Anyway, this is a 5x5 gaussian blur pixel shader (3.0). Can anyone explain what is going on with the texture coords declaration? Does this mean 4 coordinates are being sent into the pixel shader? Or is the same texture coordinate being reused?
def c0, 0.120259, 0.162103, 0.089216, 0.000000
dcl_texcoord0 v0.xy
dcl_texcoord1 v1
dcl_texcoord2 v2
dcl_texcoord3 v3
dcl_texcoord4 v4
dcl_2d s0
tex_pp r0, v1.zwzw, s0
mul r0, r0, c0.x
tex_pp r1, v1, s0
mad_pp r0, r1, c0.y, r0
tex_pp r1, v2, s0
mad_pp r0, r1, c0.x, r0
tex_pp r1, v2.zwzw, s0
mad_pp r0, r1, c0.x, r0
tex_pp r1, v3, s0
mad_pp r0, r1, c0.x, r0
tex_pp r1, v3.zwzw, s0
mad_pp r0, r1, c0.z, r0
tex_pp r1, v4, s0
mad_pp r0, r1, c0.z, r0
tex_pp r1, v4.zwzw, s0
mad_pp r0, r1, c0.z, r0
tex_pp r1, v0, s0
mad_pp oC0, r1, c0.z, r0
end
The dcl_texcoord
ASM instruction declares a register that contains data.
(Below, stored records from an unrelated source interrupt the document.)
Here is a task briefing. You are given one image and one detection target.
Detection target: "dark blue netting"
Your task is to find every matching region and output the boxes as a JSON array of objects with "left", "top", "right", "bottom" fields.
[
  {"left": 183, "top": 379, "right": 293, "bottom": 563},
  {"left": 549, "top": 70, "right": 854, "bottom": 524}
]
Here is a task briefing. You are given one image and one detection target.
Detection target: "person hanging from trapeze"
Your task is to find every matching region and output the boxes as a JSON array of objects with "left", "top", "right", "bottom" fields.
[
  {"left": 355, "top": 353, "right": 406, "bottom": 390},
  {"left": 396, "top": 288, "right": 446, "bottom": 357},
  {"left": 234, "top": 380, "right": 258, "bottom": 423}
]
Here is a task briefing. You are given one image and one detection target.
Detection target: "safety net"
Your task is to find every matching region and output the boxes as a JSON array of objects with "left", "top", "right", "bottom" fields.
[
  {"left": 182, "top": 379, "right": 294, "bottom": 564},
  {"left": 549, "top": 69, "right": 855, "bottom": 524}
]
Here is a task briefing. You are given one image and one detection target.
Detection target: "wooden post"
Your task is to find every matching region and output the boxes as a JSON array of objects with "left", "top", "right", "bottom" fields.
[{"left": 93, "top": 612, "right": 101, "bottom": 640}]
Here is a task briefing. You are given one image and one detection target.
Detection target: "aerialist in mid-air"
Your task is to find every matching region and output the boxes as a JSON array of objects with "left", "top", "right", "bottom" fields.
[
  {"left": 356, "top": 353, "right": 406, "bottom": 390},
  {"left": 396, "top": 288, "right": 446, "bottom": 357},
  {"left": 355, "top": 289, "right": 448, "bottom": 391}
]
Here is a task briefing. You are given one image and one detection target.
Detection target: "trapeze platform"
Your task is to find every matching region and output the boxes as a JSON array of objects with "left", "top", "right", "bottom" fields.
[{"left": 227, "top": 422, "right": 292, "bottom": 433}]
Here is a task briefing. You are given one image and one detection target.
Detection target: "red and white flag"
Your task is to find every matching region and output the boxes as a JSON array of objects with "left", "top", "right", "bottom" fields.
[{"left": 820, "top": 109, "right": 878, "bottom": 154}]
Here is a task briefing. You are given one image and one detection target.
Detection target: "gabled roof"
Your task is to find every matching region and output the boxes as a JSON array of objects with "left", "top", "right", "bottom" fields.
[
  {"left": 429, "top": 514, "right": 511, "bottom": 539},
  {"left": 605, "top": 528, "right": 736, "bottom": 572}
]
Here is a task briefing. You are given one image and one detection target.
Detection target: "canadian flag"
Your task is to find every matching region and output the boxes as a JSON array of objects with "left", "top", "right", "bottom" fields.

For a pixel shader in D3D9, this data would be written in the vertex stage. So, yes, in this shader there are in fact 5 sets of texture coordinates in use (0..4). The first coordinate only uses the two first components, which is why is declared with those explicitly (this reduces the bandwidth required between the stages). The other four do additional samples with the upper two components as well, so the shader samples in 9 times total.